Black Sabbath/Blue Oyster Cult Concert DVD To Be Released
By
Sefany Jones,
Contributing Editor
Thursday, September 5, 2002 @ 1:04 PM
The 1980 Sabbath/BOC Concert D
|
 |
|
FOR IMMEDIATE RELEASE
BLACK SABBATH And BLUE OYSTER CULT's 1980 Concert Film
Black & Blue Coming To DVD From Classic Pictures On October 8th, 2002
Black Sabbath and Blue Oyster Cult were two of the biggest hard-rock titans of the 1970s, and an ingenious idea was conceived to have them join forces on a co-headlining tour. They hit the road together in 1980, and the result was the concert film Black & Blue.

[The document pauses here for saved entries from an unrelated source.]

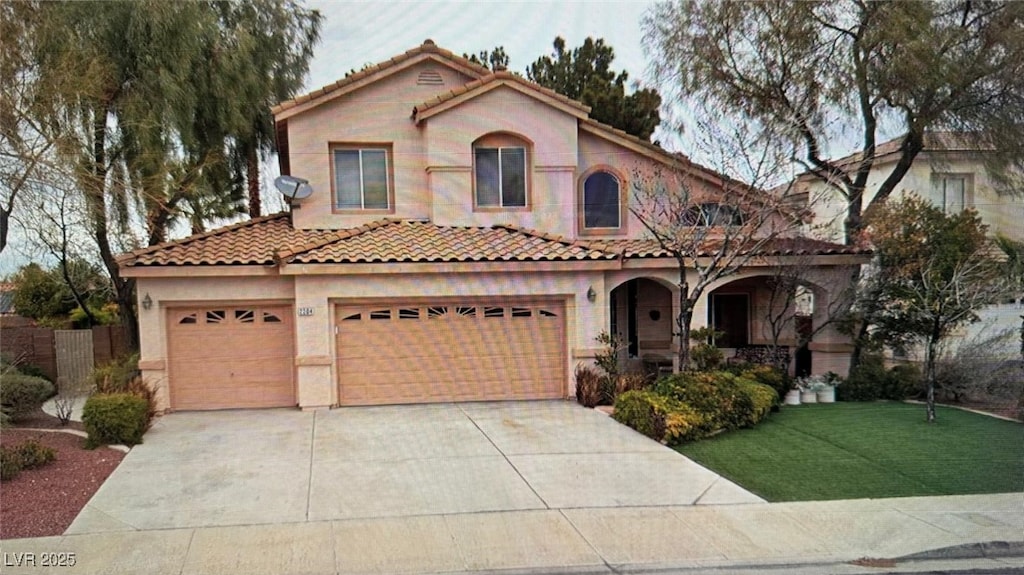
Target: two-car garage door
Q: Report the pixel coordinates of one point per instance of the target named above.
(227, 356)
(451, 351)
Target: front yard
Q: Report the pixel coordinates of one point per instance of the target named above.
(876, 449)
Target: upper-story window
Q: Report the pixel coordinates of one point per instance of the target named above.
(713, 214)
(602, 202)
(501, 172)
(951, 190)
(361, 178)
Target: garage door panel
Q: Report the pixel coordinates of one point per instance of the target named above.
(229, 356)
(451, 351)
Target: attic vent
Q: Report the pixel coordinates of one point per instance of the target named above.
(430, 78)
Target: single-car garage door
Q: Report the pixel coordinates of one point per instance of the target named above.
(230, 356)
(451, 351)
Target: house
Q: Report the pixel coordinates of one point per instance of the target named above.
(467, 238)
(951, 173)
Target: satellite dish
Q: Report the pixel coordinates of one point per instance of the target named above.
(295, 188)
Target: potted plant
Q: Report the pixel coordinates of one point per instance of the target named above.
(826, 392)
(793, 396)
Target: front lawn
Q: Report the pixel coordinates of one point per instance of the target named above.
(877, 449)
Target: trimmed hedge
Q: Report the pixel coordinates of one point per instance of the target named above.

Black & Blue will make its eagerly-awaited North American DVD debut when
Classic Pictures releases it on October 8, 2002. In fact, Black & Blue has
never been issued on home video at all until now. This 80-minute cult film is
such a rarity that it has even managed to avoid being widely bootlegged.
More than 1.5 million people saw this 1980 tour, so it made sense to capture it on film. Black & Blue was produced by George Harrison; the legendary Beatles guitarist had moved into the film production business by the late 1970s.
The songs performed by Black Sabbath on Black & Blue are: "War Pigs,"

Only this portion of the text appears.